Is retraining all personnel necessary after using an expired SOP?

Yes, conducting a comprehensive retraining for all relevant personnel is crucial to ensure understanding of current protocols and compliance expectations.

What documentation must we retain in case of an inspection after a deviation?

Retain documentation including batch records, deviation logs, training records, and change control documentation related to the expired SOP and affected processes.

How can we evaluate the urgency of the CAPA actions taken?

The urgency can be assessed based on the potential risk to product quality, patient safety, and compliance with regulatory requirements. High-risk issues must be prioritized.

What tools can assist in root cause analysis?

Common tools include 5-Why analysis, Fishbone diagrams, and Fault Tree analysis, each serving different analytical needs depending on the complexity of the issue.

How often should SOPs be reviewed and updated?

SOPs should ideally be reviewed annually or whenever there are changes in regulations, processes, or technologies that might impact procedures.
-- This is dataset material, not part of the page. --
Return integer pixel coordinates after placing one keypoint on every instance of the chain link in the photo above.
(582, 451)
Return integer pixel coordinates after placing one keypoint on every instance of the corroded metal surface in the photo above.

What are the signs of documentation practices needing improvement?

Signs include frequent discrepancies in batch records, multiple deviation reports, and employee misunderstandings regarding SOPs.

How do we ensure operator competency with the SOPs?

Regular training sessions, competency assessments, and on-the-floor audits are essential to ensure operators are proficient with current SOPs.

What is the role of internal audits in preventing SOP related deviations?

Internal audits help identify gaps in compliance and training, ensuring proactive measures are taken before the execution of batches.

Can an expired SOP ever be used with prior approval?

Using an expired SOP requires strict adherence to documented approval procedures that include risk assessments and justification of its continued applicability.